The GHOST model with k mixture classes is executed by adding +H to the flag -m. For example if one wants to fit a GHOST model with 4 classes in conjunction with the GTR one would use the following command:
iqtree -s data/example_alignements/nt/Rhabdomeric1.nt.aln -m GTR+H4 --prefix GHOST
By default the above command will link GTR parameters across all classes. If you want to unlink GTR parameters, so that IQ-TREE estimates them separately for each class, replace +H4 by *H4:
iqtree -s data/example_alignements/nt/Rhabdomeric1.nt.aln -m GTR*H4 --prefix GHOST
Note that this infers one set of empirical base frequencies and apply those to all classes. If one wishes to infer separate base frequencies for each class then the +FO option is required:
iqtree -s data/example_alignements/nt/Rhabdomeric1.nt.aln -m GTR+FO*H4 --prefix GHOST
Now take a look at the SUBSTITUTION PROCESS block within the .iqtree file and discuss it!

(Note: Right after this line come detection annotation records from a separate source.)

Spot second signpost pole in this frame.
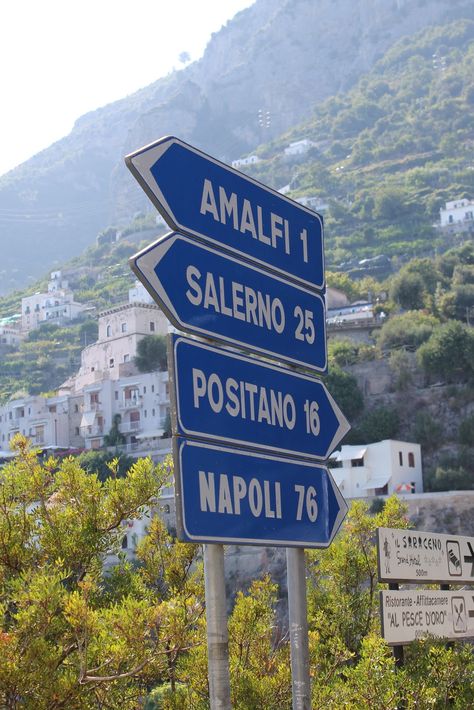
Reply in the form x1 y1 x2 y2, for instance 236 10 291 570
204 545 231 710
286 547 311 710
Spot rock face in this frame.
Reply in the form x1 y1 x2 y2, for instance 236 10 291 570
0 0 474 293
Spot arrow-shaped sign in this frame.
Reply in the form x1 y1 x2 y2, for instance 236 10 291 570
169 336 350 460
175 439 347 547
130 232 327 372
125 137 324 289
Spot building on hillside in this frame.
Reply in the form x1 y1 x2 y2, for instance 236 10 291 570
0 395 84 450
67 298 168 392
80 371 170 453
0 313 24 352
128 281 155 304
284 138 316 157
439 199 474 232
60 292 170 458
21 271 88 333
328 439 423 498
232 155 260 168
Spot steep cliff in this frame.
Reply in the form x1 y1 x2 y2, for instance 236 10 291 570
0 0 474 293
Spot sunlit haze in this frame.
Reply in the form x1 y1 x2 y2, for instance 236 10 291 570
0 0 254 175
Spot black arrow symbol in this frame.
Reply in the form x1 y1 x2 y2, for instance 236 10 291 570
464 542 474 577
467 597 474 619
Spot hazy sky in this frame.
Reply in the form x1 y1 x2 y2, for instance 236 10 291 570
0 0 254 175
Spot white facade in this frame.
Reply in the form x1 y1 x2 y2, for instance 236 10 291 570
232 155 260 168
74 303 168 392
329 439 423 498
285 138 316 156
128 281 155 303
0 395 83 451
0 315 23 348
80 371 169 452
439 199 474 227
21 271 87 332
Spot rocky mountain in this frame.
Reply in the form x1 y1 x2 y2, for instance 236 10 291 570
0 0 474 293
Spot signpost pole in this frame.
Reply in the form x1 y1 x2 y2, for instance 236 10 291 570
286 547 311 710
388 582 405 668
204 545 231 710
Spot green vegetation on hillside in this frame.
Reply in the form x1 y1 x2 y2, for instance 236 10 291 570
252 20 474 268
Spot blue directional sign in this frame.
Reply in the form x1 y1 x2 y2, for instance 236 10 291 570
170 335 349 460
130 232 327 372
175 439 347 547
125 137 324 289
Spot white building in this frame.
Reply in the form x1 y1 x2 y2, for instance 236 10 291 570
0 395 84 450
0 314 23 350
80 371 170 453
69 298 168 392
439 199 474 228
285 138 316 156
21 271 87 332
329 439 423 498
232 155 260 168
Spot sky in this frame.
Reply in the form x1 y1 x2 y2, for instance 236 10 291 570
0 0 254 175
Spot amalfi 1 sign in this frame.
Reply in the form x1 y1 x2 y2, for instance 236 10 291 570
125 136 325 289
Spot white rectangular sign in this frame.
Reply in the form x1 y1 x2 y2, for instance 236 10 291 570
377 528 474 584
380 589 474 646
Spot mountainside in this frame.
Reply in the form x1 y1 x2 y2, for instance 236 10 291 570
0 0 474 292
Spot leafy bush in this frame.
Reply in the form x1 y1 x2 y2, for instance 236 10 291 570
377 311 439 350
417 321 474 382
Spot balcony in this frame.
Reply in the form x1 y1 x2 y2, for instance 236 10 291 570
119 397 143 409
81 424 104 439
120 421 142 434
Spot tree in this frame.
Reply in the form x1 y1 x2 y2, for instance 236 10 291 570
377 311 439 351
104 414 126 446
77 449 136 481
416 321 474 382
0 436 203 710
390 272 426 310
135 335 168 372
326 365 364 419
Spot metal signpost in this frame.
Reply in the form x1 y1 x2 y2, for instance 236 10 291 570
130 232 327 372
175 438 347 547
125 137 349 710
380 589 474 646
125 136 324 289
171 336 349 460
377 528 474 665
377 528 474 584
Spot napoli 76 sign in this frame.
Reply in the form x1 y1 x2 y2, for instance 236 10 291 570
125 137 324 289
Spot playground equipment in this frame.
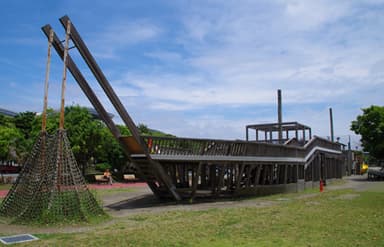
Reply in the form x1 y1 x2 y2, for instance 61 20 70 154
0 21 104 223
42 16 344 200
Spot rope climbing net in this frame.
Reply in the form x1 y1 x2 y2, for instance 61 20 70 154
0 21 105 224
0 130 105 223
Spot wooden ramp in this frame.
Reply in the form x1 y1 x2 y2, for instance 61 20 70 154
42 16 344 200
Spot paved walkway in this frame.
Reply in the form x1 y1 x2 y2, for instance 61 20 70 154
0 183 147 198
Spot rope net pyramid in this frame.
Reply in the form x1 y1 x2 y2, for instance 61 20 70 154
0 130 105 223
0 19 105 223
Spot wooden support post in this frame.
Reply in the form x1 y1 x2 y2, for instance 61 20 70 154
41 30 53 132
254 164 263 187
59 20 71 130
236 164 245 190
191 162 202 201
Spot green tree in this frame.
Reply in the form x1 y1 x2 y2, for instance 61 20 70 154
351 105 384 160
13 111 36 139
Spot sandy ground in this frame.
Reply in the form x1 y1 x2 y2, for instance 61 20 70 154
0 175 384 236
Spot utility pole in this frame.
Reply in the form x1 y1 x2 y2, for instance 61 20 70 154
277 89 283 143
329 108 334 142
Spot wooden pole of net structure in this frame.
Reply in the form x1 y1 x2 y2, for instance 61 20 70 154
41 30 53 132
0 19 105 224
0 27 54 221
57 21 71 192
59 21 71 130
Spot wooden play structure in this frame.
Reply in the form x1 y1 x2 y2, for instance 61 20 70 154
42 16 344 200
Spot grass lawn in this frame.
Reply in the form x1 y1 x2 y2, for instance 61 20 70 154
8 186 384 246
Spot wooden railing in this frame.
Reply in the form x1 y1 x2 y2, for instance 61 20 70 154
143 136 340 157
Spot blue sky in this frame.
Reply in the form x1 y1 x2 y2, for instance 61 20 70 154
0 0 384 145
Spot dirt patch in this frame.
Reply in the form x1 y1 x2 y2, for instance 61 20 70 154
335 194 360 200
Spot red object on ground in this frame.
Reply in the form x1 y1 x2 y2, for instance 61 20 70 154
0 183 147 198
320 179 324 192
0 190 8 198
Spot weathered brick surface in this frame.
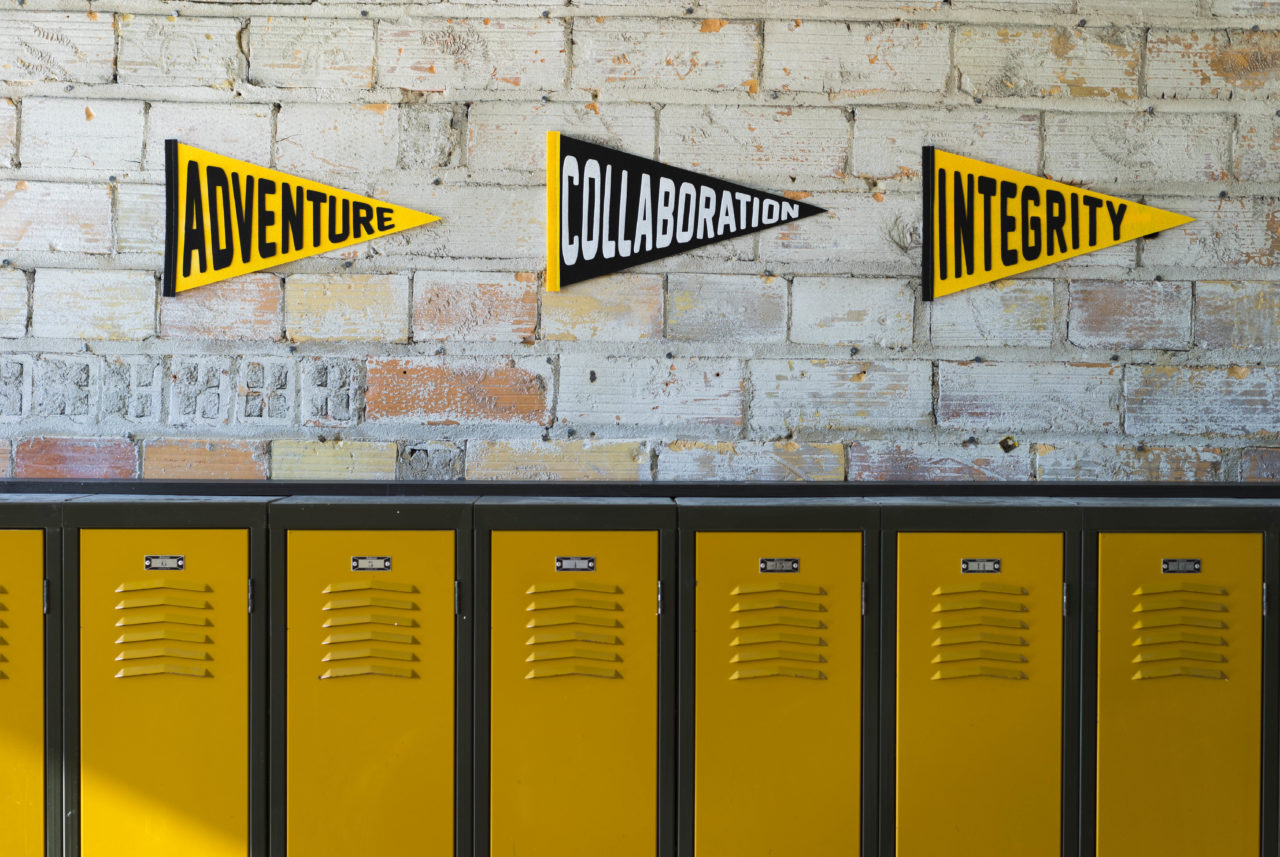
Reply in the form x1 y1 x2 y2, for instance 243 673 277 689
556 354 744 437
31 269 159 339
142 437 269 480
1147 29 1280 100
791 276 915 348
760 20 951 97
1124 366 1280 436
667 274 787 343
938 361 1124 434
413 271 541 344
1066 280 1192 350
378 18 566 92
929 279 1053 348
955 26 1142 98
365 357 550 425
116 15 244 88
466 440 652 482
573 18 760 92
657 440 845 482
13 437 138 480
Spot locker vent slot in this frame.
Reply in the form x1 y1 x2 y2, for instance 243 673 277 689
320 580 421 679
1130 588 1230 682
115 580 214 678
931 580 1030 682
728 588 827 682
525 583 626 678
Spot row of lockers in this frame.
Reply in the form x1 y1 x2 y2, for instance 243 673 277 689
0 496 1280 857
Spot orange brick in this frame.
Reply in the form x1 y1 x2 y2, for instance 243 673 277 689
142 439 268 480
160 274 284 342
365 357 550 425
13 437 138 480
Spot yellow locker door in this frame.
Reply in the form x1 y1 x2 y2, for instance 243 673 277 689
692 532 863 857
79 530 248 857
1097 532 1262 857
489 531 658 857
287 530 456 857
0 530 45 857
897 532 1062 857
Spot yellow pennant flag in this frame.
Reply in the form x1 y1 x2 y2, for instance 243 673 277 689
164 139 439 297
920 146 1194 301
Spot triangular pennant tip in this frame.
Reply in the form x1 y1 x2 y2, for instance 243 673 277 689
920 146 1196 301
164 139 439 297
547 130 826 292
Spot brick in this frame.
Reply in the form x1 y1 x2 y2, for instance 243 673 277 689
1036 443 1222 482
1066 280 1192 350
396 440 465 482
160 274 284 342
849 440 1032 482
760 19 951 97
466 440 652 482
657 440 845 482
0 270 27 339
852 107 1041 180
413 271 540 344
31 267 156 339
275 104 399 182
13 437 138 480
573 18 760 92
1147 29 1280 100
556 354 744 436
0 180 111 253
1142 197 1280 269
399 104 463 170
667 274 787 343
146 101 271 170
1196 280 1280 348
791 276 915 348
1124 366 1280 435
100 356 165 425
271 440 397 481
0 354 35 422
1044 113 1233 188
302 357 365 426
541 272 663 343
955 26 1142 98
248 18 374 90
658 105 850 183
116 15 244 90
19 98 143 170
0 12 115 83
236 357 297 426
142 437 269 480
284 274 408 343
929 280 1053 348
937 361 1123 434
113 184 165 255
750 359 933 437
32 354 102 423
169 356 236 426
467 101 657 173
365 357 552 426
378 18 566 92
1235 115 1280 183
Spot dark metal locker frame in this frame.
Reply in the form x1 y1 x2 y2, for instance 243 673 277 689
878 498 1082 857
266 496 476 857
472 496 680 857
61 495 278 857
1079 499 1280 857
676 498 881 857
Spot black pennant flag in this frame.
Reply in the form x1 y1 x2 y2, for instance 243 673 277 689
547 130 826 292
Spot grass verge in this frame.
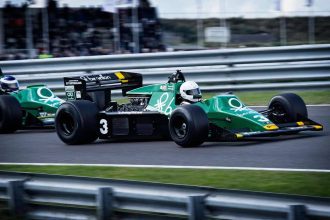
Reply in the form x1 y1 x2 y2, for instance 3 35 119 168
0 165 330 197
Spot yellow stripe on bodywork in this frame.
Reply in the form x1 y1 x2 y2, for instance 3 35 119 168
264 124 278 131
313 125 323 130
115 72 128 83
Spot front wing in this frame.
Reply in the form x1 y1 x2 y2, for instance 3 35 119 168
235 119 323 139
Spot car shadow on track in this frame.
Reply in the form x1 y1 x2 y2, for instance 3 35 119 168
0 128 56 135
202 134 327 147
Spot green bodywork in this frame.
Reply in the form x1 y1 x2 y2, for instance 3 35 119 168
127 82 278 132
6 85 64 127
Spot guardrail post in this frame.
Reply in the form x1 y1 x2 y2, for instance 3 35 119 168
8 180 25 216
288 205 306 220
96 187 113 220
188 195 205 220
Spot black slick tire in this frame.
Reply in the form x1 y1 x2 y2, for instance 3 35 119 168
55 100 98 145
169 105 209 147
268 93 308 124
0 95 23 133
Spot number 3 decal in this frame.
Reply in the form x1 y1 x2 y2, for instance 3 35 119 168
100 119 109 134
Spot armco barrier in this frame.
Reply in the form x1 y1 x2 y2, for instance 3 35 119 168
0 44 330 95
0 171 330 220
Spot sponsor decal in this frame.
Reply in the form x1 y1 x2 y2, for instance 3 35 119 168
160 85 167 91
155 92 174 114
80 74 112 82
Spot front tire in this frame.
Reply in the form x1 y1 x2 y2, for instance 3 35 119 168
0 95 23 133
169 105 209 147
268 93 308 124
55 100 98 145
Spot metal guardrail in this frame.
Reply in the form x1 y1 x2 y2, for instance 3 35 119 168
0 171 330 220
0 44 330 95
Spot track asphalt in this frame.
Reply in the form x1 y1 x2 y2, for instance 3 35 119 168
0 106 330 170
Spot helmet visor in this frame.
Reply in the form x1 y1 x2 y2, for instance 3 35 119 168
186 88 202 95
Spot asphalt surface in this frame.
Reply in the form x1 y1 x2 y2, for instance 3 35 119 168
0 106 330 169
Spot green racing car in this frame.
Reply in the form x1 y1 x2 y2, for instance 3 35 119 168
0 69 64 133
55 71 323 147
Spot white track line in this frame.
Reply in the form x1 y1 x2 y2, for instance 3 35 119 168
0 163 330 173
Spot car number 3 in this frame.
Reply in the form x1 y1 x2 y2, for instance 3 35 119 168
100 119 109 134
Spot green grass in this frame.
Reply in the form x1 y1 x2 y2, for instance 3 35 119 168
0 165 330 197
117 90 330 105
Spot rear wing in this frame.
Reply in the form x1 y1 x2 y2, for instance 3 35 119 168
64 71 142 109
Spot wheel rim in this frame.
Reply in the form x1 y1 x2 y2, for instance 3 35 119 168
174 117 188 139
59 112 75 136
271 102 288 123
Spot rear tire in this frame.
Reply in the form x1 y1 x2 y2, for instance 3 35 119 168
0 95 23 133
55 100 98 145
169 105 209 147
268 93 308 124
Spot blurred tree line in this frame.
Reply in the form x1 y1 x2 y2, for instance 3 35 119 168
161 17 330 47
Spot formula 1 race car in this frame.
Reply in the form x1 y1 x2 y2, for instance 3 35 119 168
0 71 64 133
55 71 323 147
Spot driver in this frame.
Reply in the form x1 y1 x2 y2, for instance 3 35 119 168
0 75 19 93
180 81 202 105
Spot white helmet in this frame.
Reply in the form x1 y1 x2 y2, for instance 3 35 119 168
0 75 19 92
180 81 202 102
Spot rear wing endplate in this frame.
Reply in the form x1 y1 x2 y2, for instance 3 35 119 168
64 71 142 100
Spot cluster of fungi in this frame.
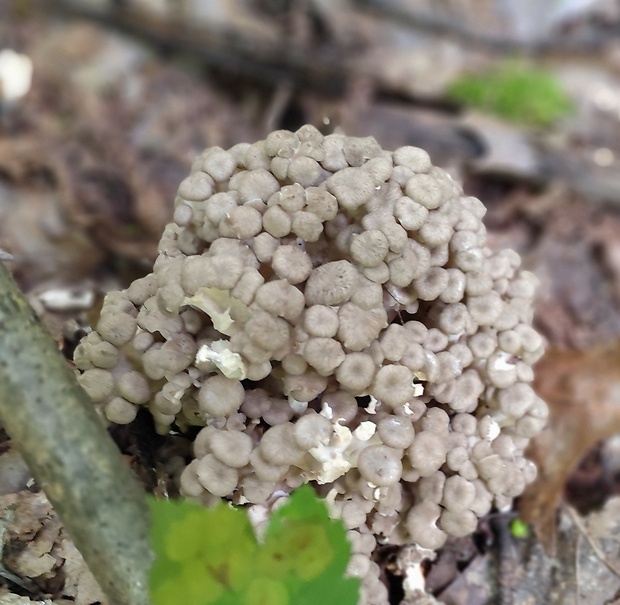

Mixture model of substitution: MIX{GTR+FO,GTR+FO,GTR+FO,GTR+FO}*H4
No Component Rate Weight Parameters
1 GTR 1.0000 1.0000 GTR{3.23531,5.09771,5.63821,4.34027,10.9183}+FO{0.134545,0.200869,0.313036,0.35155}
2 GTR 1.0000 1.0000 GTR{43.4898,4.25695,4.84095,13.5686,1.97549}+FO{0.262485,0.423655,7.3671e-05,0.313786}
3 GTR 1.0000 1.0000 GTR{0.138133,1.71075,0.562908,0.777249,5.75425}+FO{0.422682,0.235491,0.183529,0.158298}
4 GTR 1.0000 1.0000 GTR{0.0031294,99.9989,0.0015635,99.9995,0.000203349}+FO{0.457386,0.457386,4.57386e-05,0.0851817}
Model of rate heterogeneity: Rate heterotachy with 4 categories
Heterotachy weights: 0.5729 0.0209 0.1846 0.2215
Heterotachy tree lengths: 0.3894 12.9526 3.2180 0.2476
Category Relative_rate Proportion
1 1.0000 0.5729
2 1.0000 0.0209
3 1.0000 0.1846
4 1.0000 0.2215
Again, the -wspmr option will generate a .siteprob output file.